How do artificial neural networks learn?
There are many machine learning methods. As such, we must decide from case to case which learning method appears suitable for the matter at hand. However, everyone who works with machine learning has their own favourite method. And sometimes, certain learning methods really come into fashion. Machine learning with artificial neural networks, often referred to as deep learning, is very popular at the moment and so we aim to take a closer look at it in the following articles.
The idea
Put simply, artificial neural networks are huge arithmetic units which are based on the highly simplified idea of a brain. Specifically, this refers to calculations that can be described and carried out with the help of linear algebra.
The supposed analogy to how a brain works is not only a source of the first ideas and models of artificial neutral networks (referred to simply as neural networks below). The analogy to a flow of information between real and artificial neurons also helps illustrate how the networks work.
How does a neural network calculate?
Feedforward networks to which we refer below are the most widespread. That said, other types of networks such as recurrent neural networks are seeing more and more frequent use.
In basic terms, a feedforward network calculates multiple output values from multiple input values. The calculations take place over multiple layers of units (also known as artificial neurons). The input values enter in the input layer and are ‘fed forward’ to the units in the next layer. The units in the output layer deliver the outputs for the input values.
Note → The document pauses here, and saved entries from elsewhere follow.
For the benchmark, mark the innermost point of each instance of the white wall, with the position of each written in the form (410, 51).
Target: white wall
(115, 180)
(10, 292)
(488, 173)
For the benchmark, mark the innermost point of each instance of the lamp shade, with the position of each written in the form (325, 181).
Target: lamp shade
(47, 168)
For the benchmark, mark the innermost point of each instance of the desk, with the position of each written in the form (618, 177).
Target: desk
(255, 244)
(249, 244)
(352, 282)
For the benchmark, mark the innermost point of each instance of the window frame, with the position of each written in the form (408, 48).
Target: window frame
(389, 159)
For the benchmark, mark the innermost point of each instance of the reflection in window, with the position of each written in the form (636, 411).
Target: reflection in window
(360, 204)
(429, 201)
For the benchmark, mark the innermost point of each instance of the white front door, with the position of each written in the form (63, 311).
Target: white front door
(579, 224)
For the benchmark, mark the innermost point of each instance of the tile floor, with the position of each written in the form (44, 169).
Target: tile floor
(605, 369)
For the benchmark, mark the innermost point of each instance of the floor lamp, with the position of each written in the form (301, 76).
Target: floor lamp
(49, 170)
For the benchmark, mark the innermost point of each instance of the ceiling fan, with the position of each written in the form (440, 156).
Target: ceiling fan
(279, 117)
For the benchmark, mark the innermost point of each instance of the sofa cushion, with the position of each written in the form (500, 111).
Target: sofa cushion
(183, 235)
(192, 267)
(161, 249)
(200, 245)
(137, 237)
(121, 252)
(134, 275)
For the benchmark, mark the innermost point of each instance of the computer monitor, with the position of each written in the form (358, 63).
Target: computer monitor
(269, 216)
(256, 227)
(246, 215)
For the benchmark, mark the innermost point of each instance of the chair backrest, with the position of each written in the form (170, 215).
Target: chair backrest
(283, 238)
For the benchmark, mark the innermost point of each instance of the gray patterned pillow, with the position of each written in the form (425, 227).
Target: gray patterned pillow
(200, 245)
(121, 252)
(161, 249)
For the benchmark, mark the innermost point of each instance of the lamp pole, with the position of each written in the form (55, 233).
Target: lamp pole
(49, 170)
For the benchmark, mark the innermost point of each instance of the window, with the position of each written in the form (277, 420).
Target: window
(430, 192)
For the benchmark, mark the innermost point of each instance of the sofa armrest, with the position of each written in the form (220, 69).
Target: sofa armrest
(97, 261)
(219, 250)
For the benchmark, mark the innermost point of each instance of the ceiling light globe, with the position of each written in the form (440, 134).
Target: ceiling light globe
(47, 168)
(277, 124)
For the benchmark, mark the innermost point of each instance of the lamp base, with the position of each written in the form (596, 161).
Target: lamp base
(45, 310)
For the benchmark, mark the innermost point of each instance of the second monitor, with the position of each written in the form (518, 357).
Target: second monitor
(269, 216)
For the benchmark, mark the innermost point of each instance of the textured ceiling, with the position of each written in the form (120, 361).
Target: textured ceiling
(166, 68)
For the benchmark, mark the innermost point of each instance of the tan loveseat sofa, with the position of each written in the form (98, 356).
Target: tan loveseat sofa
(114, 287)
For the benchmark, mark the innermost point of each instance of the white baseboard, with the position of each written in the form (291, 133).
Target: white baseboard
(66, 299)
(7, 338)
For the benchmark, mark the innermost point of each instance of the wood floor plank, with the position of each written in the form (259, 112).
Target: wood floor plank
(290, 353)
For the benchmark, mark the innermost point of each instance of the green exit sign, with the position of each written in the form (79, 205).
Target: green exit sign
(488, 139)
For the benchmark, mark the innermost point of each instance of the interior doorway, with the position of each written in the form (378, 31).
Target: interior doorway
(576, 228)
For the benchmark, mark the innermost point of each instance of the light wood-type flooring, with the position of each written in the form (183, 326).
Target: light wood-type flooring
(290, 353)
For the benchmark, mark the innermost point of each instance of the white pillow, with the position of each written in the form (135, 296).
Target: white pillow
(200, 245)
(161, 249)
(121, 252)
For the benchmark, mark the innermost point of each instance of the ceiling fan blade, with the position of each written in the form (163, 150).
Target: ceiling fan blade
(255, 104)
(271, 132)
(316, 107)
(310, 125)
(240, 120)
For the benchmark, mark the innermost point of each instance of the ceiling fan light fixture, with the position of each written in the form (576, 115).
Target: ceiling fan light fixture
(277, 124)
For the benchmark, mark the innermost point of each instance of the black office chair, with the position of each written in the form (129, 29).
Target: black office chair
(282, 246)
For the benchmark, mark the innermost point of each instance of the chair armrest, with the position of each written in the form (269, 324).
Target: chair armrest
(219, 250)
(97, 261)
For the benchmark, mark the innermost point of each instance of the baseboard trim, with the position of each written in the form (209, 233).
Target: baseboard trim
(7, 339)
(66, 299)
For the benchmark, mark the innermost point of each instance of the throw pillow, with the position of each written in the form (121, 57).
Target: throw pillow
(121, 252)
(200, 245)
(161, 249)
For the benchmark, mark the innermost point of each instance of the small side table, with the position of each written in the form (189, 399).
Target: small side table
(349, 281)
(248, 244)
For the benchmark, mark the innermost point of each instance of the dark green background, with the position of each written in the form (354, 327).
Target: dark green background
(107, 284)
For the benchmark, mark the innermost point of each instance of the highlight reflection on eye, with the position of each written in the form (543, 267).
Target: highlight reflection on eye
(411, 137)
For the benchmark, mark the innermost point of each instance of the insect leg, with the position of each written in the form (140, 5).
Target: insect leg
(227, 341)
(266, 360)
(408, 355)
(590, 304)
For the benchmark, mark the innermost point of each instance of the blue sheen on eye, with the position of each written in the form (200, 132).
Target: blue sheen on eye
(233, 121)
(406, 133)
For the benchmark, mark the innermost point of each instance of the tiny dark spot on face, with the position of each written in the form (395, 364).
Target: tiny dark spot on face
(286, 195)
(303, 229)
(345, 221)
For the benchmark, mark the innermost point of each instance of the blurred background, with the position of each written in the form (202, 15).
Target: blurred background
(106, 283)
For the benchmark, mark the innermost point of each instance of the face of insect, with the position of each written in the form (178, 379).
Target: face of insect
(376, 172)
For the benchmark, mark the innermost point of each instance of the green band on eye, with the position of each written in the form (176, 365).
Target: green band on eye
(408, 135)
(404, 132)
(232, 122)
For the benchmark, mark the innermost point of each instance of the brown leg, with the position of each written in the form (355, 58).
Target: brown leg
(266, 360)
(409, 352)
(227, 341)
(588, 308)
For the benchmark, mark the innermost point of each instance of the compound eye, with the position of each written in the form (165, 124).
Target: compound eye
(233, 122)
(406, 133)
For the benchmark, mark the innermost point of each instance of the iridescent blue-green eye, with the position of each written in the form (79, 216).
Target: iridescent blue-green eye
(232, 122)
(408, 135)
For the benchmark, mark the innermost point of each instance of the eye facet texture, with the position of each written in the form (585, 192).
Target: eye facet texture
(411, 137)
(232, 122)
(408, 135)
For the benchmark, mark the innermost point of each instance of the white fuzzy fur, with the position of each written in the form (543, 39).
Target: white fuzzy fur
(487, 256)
In the units of the intermediate layers (hidden units), an output value is determined from each of the input values. If there are many intermediate layers, this is also referred to as deep learning, although there is no definition of how many ‘many’ means.
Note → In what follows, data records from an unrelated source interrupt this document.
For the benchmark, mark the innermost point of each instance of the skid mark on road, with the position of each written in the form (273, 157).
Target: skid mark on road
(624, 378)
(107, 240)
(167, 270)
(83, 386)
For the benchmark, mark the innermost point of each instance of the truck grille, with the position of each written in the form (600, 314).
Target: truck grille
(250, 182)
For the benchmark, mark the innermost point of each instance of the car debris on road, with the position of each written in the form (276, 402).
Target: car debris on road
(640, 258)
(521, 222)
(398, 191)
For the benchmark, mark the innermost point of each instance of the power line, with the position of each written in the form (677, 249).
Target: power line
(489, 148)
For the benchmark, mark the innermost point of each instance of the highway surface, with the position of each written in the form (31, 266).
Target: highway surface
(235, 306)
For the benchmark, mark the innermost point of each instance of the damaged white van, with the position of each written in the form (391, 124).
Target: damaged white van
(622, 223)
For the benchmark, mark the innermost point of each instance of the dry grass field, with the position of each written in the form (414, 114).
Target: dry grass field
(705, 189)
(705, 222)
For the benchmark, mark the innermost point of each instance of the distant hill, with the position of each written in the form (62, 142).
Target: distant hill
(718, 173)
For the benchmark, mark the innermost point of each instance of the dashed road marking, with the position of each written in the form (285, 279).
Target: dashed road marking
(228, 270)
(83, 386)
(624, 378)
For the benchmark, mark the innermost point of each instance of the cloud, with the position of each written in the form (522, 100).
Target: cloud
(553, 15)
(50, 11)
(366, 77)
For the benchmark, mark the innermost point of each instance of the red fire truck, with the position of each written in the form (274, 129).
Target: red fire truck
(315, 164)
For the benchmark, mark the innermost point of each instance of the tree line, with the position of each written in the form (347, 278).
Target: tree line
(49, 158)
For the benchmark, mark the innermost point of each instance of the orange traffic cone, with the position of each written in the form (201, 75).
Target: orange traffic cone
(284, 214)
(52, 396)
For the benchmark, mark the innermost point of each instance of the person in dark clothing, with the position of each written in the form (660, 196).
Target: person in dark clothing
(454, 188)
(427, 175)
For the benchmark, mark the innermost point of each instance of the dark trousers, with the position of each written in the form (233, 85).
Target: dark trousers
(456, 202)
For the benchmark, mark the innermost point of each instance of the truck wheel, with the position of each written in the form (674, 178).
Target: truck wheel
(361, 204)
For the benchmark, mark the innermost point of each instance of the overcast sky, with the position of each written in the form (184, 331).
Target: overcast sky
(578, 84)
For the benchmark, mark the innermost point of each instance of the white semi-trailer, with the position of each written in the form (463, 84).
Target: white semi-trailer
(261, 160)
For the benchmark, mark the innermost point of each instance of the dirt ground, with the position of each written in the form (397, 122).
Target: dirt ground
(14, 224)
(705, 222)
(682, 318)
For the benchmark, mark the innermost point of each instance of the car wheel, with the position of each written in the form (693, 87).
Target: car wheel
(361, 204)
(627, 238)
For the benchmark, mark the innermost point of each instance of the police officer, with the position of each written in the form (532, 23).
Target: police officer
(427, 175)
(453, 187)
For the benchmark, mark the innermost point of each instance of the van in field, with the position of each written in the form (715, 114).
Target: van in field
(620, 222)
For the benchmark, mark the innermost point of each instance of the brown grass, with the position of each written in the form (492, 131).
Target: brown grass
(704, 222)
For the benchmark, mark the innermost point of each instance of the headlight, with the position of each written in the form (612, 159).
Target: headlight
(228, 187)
The equation is identical for every unit and is easy to conceive. Every connection between two units ‘carries’ a weight. The output of a unit is the sum of all products of input values with that weight.
To prevent everything from simply being linear, an activation function is applied to the weighted sum of the input values in a unit. There is a brain analogy for this too, as a nerve cell in a brain is only activated when a certain threshold (an electrical charge) is reached.
A neural network calculates a set of output values for a set of input values using this simple method. In the context of supervised machine learning, this can now be carried out on numerous data sets easily and efficiently.
What does a neural network calculate?
When we use a neural network for supervised machine learning, we assume that there is a (previously unknown) functional relationship between the input data and the target variables. Otherwise, we could never expect to predict the target variables at all on the basis of the input data. This raises the question of whether a suitable neural network exists to model every functional relationship.
This question has long remained unanswered, even though pioneers such as Warren McCulloch and Walter Pitts worked with neural networks in the 1940s and Frank Rosenblatt built the first neurocomputer in the late 1950s. It was in 1989 that George Cybenko proved the universal approximation theorem which states, in basic terms, that any continuous real function can be approximated by a suitable neural network.
How does a neural network train?
Training here simply means the successive adjustment of all weights in the neural network with the aim of being as well adapted as possible to the training data. The goal is to set the weights in such a way that the expected outputs or at least close approximations are calculated for sets of input data. This sounds easier than it is and was an unsolved mathematical problem for a surprisingly long time. It was only in the 1970s that a satisfactory solution could be found to the problem of weight adjustment in neural networks.
Building on the work of Stuart Dreyfus on control theory, Paul Werbos developed a method which we now refer to as backpropagation. The key idea is to minimise what is known as a cost function. For example, one common possible cost function is the sum of the quadratic deviations between the outputs of every output unit and the expected value. If this is understood as a function of all weights, the task is to determine the weights in such a way that the function is minimised.
The rest is then higher analysis. With the gradient descent method, at least local minima can be calculated, which is often sufficient in practice.
But: This is not always the case! Although neural networks are very often used to great success in machine learning, they do sometimes encounter a couple of obstacles and problems which we will delve into in more detail in a later article.